Memory eternal to him! May the Risen Lord grant him eternal rest!

Nikita Struve was born in 1931 in a family of Russian immigrants living in the Parisian suburb of Boulogne. He was a grandson of the famous politician Peter Struve who had left Russia following the 1917 revolution.

A Sorbonne graduate, he taught Russian there and was Emeritus Professor at the University Paris X-Nanterre. He successfully defended a PhD thesis on Osip Mandelshtam. In 1960, his elder brother met Andrei Blum (who was to become Metropolitan Anthony of Sourozh), which served to introduce Nikita to the Russian Student Christian Movement (RSCM) that brought together Russian-speaking young Christians living in Europe. He was Editor-in-Chief of the Russian Christian Movement’s ‘Vestnik’ (‘Le Messager’), the oldest Russian journal abroad that had been first published in 1925 as an RSCM information bulletin. It was ‘Vestnik’ that published the first article by Fr. Georgy Kochetkov ‘Becoming Part of the Church and Confessing the Church in the Church’ under the pen-name ‘Nikolai Gerasimov’ thought up by Struve himself. In 1978, Nikita Struve became Director of the Parisian publishing house YMCA-Press that made available to the world (and Soviet Russia) books by Sergius Bulgakov and Nikolai Berdyaev, protopresbyters Alexander Schmemann and Nicholas Afanasiev, along with many other Russian thinkers and writers. In the early 1970-s, for the first time in the West, YMCA-Press published Solzhenitsin’s ‘August 1914’ and ‘The Gulag Archipelago’.

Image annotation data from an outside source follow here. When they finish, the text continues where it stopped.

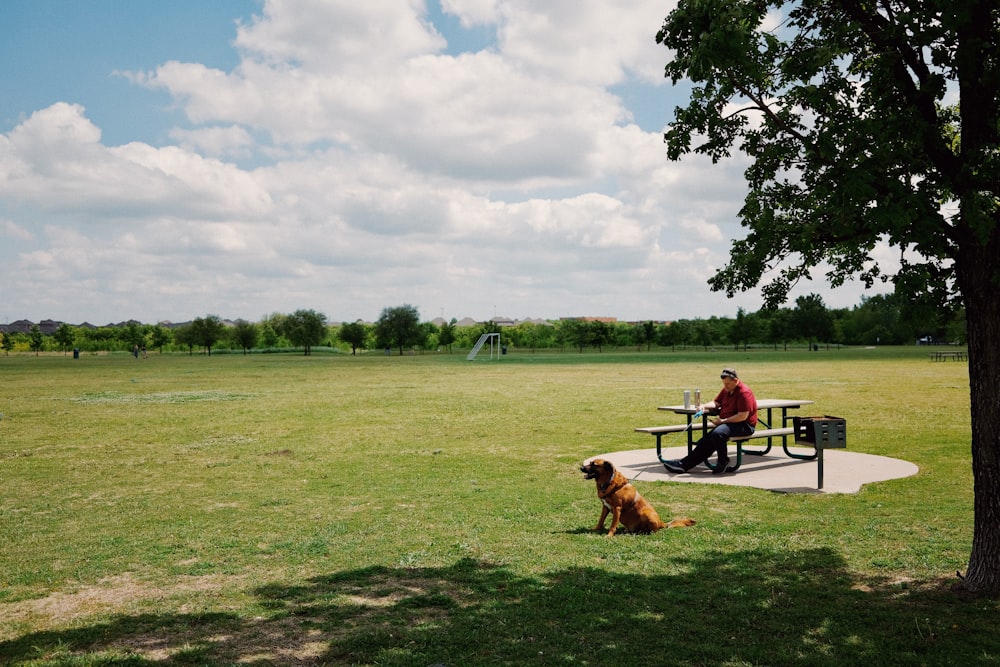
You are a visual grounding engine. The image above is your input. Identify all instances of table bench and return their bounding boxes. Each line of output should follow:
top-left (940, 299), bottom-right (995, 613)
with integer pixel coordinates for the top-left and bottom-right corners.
top-left (930, 350), bottom-right (967, 361)
top-left (635, 424), bottom-right (800, 470)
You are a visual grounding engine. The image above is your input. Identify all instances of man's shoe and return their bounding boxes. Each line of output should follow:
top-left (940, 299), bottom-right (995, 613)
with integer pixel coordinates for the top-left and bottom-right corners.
top-left (663, 460), bottom-right (687, 475)
top-left (712, 459), bottom-right (736, 475)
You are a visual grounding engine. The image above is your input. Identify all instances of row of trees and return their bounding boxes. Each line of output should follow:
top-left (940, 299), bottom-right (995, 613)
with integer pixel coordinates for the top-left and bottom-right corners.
top-left (0, 295), bottom-right (965, 355)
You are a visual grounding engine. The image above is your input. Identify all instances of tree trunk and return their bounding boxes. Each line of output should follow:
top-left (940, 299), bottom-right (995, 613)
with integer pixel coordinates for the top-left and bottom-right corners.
top-left (957, 215), bottom-right (1000, 595)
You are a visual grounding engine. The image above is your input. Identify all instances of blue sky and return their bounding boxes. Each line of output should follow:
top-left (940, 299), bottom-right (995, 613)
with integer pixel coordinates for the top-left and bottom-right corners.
top-left (0, 0), bottom-right (880, 323)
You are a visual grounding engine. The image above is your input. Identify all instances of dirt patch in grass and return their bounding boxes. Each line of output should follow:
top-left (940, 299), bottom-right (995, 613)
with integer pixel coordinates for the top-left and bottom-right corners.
top-left (0, 574), bottom-right (342, 665)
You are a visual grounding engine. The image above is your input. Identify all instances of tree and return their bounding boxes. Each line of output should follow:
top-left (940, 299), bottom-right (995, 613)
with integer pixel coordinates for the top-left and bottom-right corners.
top-left (149, 324), bottom-right (170, 354)
top-left (438, 319), bottom-right (455, 354)
top-left (28, 324), bottom-right (45, 357)
top-left (375, 304), bottom-right (423, 356)
top-left (188, 315), bottom-right (225, 356)
top-left (792, 294), bottom-right (833, 348)
top-left (657, 0), bottom-right (1000, 594)
top-left (230, 320), bottom-right (260, 355)
top-left (52, 322), bottom-right (76, 353)
top-left (174, 323), bottom-right (198, 356)
top-left (337, 320), bottom-right (368, 355)
top-left (281, 310), bottom-right (326, 356)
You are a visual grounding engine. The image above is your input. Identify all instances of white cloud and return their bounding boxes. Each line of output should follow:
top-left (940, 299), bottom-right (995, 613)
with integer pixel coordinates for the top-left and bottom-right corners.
top-left (0, 0), bottom-right (876, 321)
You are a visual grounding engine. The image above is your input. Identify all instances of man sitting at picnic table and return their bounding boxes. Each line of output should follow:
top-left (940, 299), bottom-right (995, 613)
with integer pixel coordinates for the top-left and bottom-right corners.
top-left (663, 368), bottom-right (757, 475)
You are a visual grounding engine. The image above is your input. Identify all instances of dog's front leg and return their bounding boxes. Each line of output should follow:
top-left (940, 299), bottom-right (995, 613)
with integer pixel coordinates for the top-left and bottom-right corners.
top-left (608, 507), bottom-right (622, 537)
top-left (594, 505), bottom-right (608, 530)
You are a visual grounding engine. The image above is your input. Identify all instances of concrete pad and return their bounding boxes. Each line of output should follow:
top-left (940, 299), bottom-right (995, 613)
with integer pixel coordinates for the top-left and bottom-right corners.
top-left (594, 445), bottom-right (919, 493)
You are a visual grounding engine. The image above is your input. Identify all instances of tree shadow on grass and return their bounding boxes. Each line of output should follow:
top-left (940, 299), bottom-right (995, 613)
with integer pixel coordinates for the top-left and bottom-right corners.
top-left (0, 549), bottom-right (1000, 667)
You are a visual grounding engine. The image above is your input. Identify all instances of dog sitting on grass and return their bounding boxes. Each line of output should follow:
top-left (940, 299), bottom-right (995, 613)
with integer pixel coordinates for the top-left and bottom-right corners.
top-left (580, 459), bottom-right (695, 537)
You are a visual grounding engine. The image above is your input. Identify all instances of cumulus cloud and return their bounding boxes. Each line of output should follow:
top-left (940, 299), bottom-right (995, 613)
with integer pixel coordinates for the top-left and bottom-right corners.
top-left (0, 0), bottom-right (876, 321)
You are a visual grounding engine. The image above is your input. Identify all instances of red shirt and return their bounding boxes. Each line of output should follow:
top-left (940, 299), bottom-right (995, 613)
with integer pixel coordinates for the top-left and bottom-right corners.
top-left (715, 381), bottom-right (757, 427)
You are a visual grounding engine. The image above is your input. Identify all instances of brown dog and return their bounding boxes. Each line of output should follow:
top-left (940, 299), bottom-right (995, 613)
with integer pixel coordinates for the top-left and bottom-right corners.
top-left (580, 459), bottom-right (695, 537)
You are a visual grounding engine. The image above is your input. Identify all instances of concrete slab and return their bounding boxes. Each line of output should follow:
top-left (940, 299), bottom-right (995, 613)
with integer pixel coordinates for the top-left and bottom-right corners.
top-left (594, 445), bottom-right (919, 493)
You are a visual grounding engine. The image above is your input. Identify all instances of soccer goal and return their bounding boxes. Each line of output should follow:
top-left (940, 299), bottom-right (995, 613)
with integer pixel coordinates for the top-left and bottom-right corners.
top-left (466, 334), bottom-right (500, 361)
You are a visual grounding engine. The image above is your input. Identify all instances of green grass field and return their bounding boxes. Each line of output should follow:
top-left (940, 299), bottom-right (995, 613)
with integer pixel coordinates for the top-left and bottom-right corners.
top-left (0, 348), bottom-right (1000, 666)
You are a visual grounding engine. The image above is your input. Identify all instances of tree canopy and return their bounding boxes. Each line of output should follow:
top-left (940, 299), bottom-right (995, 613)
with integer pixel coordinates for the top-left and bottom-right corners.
top-left (657, 0), bottom-right (1000, 593)
top-left (281, 310), bottom-right (326, 356)
top-left (375, 304), bottom-right (424, 355)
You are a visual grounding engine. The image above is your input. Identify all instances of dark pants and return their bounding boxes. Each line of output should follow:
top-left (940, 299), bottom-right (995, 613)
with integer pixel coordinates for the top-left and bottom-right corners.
top-left (681, 422), bottom-right (753, 470)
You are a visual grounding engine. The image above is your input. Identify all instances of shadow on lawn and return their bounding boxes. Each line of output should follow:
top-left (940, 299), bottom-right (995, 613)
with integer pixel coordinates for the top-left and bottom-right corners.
top-left (0, 549), bottom-right (1000, 667)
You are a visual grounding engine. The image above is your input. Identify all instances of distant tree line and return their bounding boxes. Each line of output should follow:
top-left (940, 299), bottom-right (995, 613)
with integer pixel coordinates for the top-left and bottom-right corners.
top-left (0, 294), bottom-right (965, 355)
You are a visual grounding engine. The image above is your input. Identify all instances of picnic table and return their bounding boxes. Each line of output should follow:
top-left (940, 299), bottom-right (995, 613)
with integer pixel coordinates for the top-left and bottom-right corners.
top-left (930, 350), bottom-right (968, 361)
top-left (635, 398), bottom-right (816, 470)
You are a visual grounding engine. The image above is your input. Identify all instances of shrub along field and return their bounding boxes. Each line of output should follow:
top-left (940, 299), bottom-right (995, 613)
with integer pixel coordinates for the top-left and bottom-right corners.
top-left (0, 348), bottom-right (1000, 666)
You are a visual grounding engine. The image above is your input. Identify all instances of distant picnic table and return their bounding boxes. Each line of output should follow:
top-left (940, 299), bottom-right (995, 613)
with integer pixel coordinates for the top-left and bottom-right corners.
top-left (930, 350), bottom-right (969, 361)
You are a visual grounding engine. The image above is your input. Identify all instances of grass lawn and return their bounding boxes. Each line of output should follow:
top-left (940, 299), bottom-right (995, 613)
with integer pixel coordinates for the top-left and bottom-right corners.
top-left (0, 348), bottom-right (1000, 667)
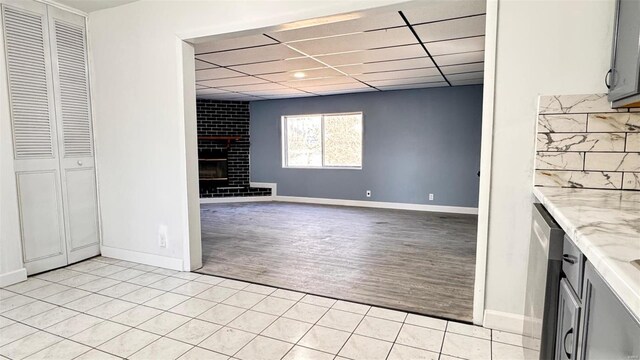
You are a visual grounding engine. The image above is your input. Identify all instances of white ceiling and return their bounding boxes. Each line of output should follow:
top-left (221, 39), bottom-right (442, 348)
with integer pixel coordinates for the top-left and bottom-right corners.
top-left (195, 0), bottom-right (486, 101)
top-left (56, 0), bottom-right (137, 13)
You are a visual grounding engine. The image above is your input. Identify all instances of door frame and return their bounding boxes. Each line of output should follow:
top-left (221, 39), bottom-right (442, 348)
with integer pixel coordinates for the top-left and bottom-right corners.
top-left (176, 0), bottom-right (499, 325)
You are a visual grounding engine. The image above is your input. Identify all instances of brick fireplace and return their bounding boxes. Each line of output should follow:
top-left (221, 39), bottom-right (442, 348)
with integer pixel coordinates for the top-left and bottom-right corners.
top-left (196, 99), bottom-right (271, 198)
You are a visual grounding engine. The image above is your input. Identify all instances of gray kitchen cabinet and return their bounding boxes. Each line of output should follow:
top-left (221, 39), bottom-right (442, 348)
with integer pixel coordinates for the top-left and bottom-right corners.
top-left (579, 262), bottom-right (640, 360)
top-left (555, 278), bottom-right (580, 360)
top-left (605, 0), bottom-right (640, 107)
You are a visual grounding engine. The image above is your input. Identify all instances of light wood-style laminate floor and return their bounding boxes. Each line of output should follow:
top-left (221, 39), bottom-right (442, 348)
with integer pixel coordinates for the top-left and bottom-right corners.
top-left (198, 202), bottom-right (477, 321)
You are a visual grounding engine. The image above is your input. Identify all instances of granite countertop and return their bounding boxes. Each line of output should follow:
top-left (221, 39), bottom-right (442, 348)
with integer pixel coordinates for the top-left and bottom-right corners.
top-left (533, 187), bottom-right (640, 319)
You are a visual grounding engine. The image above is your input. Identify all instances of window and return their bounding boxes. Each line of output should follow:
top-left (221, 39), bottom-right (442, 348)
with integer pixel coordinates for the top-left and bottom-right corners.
top-left (282, 113), bottom-right (362, 169)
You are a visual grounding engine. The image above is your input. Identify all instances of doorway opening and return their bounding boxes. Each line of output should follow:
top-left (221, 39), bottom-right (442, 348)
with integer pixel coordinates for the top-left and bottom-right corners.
top-left (180, 2), bottom-right (496, 323)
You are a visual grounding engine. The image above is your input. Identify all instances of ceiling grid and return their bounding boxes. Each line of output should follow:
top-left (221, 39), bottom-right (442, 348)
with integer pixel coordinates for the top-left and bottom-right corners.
top-left (195, 0), bottom-right (485, 101)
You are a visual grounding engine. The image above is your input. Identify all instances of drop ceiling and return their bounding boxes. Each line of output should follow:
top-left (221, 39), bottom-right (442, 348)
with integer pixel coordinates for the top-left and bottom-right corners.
top-left (195, 0), bottom-right (486, 101)
top-left (57, 0), bottom-right (137, 13)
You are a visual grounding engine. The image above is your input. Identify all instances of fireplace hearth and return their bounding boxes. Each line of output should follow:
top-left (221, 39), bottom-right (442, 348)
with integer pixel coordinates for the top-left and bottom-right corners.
top-left (198, 150), bottom-right (229, 190)
top-left (196, 99), bottom-right (271, 198)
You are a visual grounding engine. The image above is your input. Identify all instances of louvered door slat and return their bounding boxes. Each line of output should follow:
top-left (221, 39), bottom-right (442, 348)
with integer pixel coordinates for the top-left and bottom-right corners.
top-left (55, 20), bottom-right (92, 158)
top-left (3, 7), bottom-right (54, 159)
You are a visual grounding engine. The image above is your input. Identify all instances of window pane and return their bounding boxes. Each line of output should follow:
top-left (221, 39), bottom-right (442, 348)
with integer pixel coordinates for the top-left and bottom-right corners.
top-left (324, 114), bottom-right (362, 167)
top-left (285, 116), bottom-right (322, 167)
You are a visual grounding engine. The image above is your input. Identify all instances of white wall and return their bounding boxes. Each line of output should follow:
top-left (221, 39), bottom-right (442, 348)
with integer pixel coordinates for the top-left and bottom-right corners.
top-left (485, 0), bottom-right (614, 330)
top-left (0, 11), bottom-right (27, 286)
top-left (88, 0), bottom-right (400, 268)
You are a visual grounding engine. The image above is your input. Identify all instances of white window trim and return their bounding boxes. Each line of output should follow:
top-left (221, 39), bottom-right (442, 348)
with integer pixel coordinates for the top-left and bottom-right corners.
top-left (280, 111), bottom-right (364, 170)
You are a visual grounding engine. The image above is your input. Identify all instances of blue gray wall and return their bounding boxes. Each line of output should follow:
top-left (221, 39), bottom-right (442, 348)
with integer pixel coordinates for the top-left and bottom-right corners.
top-left (250, 85), bottom-right (482, 207)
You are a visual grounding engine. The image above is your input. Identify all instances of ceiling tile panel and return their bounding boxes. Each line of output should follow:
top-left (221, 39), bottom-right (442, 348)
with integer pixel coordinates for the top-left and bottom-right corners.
top-left (242, 89), bottom-right (309, 97)
top-left (451, 79), bottom-right (484, 86)
top-left (337, 56), bottom-right (434, 75)
top-left (282, 76), bottom-right (359, 89)
top-left (260, 67), bottom-right (343, 82)
top-left (301, 81), bottom-right (375, 94)
top-left (402, 0), bottom-right (486, 24)
top-left (229, 57), bottom-right (324, 75)
top-left (289, 27), bottom-right (417, 55)
top-left (355, 67), bottom-right (440, 83)
top-left (314, 87), bottom-right (378, 96)
top-left (440, 62), bottom-right (484, 75)
top-left (198, 93), bottom-right (264, 101)
top-left (447, 71), bottom-right (484, 81)
top-left (196, 58), bottom-right (217, 70)
top-left (317, 45), bottom-right (426, 66)
top-left (425, 36), bottom-right (484, 56)
top-left (196, 85), bottom-right (234, 94)
top-left (196, 67), bottom-right (244, 81)
top-left (269, 11), bottom-right (405, 42)
top-left (198, 76), bottom-right (267, 87)
top-left (433, 51), bottom-right (484, 66)
top-left (194, 34), bottom-right (277, 55)
top-left (377, 81), bottom-right (449, 91)
top-left (198, 44), bottom-right (300, 66)
top-left (413, 15), bottom-right (486, 42)
top-left (262, 92), bottom-right (316, 100)
top-left (220, 82), bottom-right (288, 92)
top-left (367, 75), bottom-right (444, 87)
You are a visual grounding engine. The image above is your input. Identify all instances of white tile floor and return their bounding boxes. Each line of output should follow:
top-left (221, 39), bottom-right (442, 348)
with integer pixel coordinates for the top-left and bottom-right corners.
top-left (0, 257), bottom-right (536, 360)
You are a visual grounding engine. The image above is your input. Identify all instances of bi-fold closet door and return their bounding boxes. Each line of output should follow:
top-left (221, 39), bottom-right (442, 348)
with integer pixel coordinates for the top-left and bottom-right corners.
top-left (2, 0), bottom-right (100, 274)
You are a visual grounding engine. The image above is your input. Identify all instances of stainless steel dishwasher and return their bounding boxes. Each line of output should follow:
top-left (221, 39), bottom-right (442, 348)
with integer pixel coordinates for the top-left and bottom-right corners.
top-left (523, 204), bottom-right (564, 359)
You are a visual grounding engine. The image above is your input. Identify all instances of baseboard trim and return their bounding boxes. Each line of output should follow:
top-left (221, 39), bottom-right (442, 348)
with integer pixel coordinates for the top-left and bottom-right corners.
top-left (0, 268), bottom-right (27, 287)
top-left (200, 196), bottom-right (273, 204)
top-left (249, 182), bottom-right (278, 196)
top-left (482, 310), bottom-right (524, 334)
top-left (273, 195), bottom-right (478, 215)
top-left (100, 246), bottom-right (184, 271)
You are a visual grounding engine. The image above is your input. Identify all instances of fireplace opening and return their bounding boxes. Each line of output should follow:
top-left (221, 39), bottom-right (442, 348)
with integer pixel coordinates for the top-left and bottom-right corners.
top-left (198, 150), bottom-right (229, 189)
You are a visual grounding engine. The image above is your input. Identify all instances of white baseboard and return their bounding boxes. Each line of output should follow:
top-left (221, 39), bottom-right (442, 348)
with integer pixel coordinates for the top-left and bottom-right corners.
top-left (249, 182), bottom-right (278, 196)
top-left (482, 310), bottom-right (524, 334)
top-left (100, 246), bottom-right (184, 271)
top-left (0, 268), bottom-right (27, 287)
top-left (200, 196), bottom-right (273, 204)
top-left (273, 195), bottom-right (478, 215)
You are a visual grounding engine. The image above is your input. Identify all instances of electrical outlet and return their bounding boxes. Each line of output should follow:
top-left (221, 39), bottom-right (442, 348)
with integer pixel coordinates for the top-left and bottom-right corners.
top-left (158, 225), bottom-right (168, 248)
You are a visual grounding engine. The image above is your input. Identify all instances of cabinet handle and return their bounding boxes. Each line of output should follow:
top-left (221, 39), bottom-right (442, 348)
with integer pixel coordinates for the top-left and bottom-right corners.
top-left (562, 254), bottom-right (576, 265)
top-left (562, 328), bottom-right (573, 359)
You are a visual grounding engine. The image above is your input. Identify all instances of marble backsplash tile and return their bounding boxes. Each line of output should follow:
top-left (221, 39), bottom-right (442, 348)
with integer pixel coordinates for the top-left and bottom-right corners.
top-left (534, 94), bottom-right (640, 190)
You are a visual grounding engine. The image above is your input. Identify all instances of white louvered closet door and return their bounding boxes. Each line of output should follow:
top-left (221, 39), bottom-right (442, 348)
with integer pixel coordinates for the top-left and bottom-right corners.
top-left (2, 1), bottom-right (67, 274)
top-left (49, 7), bottom-right (100, 263)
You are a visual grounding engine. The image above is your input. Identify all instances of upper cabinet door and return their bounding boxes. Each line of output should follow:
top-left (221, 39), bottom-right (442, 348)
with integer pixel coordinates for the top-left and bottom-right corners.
top-left (608, 0), bottom-right (640, 102)
top-left (49, 7), bottom-right (100, 263)
top-left (2, 1), bottom-right (67, 274)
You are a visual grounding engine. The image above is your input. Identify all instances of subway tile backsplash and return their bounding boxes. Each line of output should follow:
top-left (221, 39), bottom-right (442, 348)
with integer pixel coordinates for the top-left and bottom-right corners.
top-left (535, 94), bottom-right (640, 190)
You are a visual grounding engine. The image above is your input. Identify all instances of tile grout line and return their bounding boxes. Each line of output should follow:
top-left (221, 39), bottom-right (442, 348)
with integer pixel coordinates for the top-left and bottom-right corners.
top-left (280, 293), bottom-right (338, 360)
top-left (384, 313), bottom-right (409, 360)
top-left (0, 260), bottom-right (536, 357)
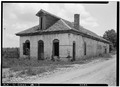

It was in 1990 that Struve visited Russia for the first time bringing with him a collection of samizdat literature – thousands of books and magazines that went to our libraries. In 1991, he launched the Moscow publishing house ‘Russky Put’ [‘Russian Way’] that carried out the majority of its work in the same spirit as YMCA-Press. Nikita Struve was an SFI trustee, participated in research and theology conferences held by the Institute and supported the Transfiguration Brotherhood’s ecclesiastical activities even throughout the years when the movement was being openly persecuted.

He was greatly influenced by his exposure to the best members of the Russian émigré community including Ivan Bunin, Aleksey Remizov, Boris Zaitsev, Semyon Frank and Nikolai Berdyaev. He authored the French-language research ‘70 Years of the Russian Immigration’. He also published an anthology of the Russian Gold and Silver Age poetry featuring his own translations of poems by Pushkin, Lermontov, Fet, Akhmatova and other authors into French.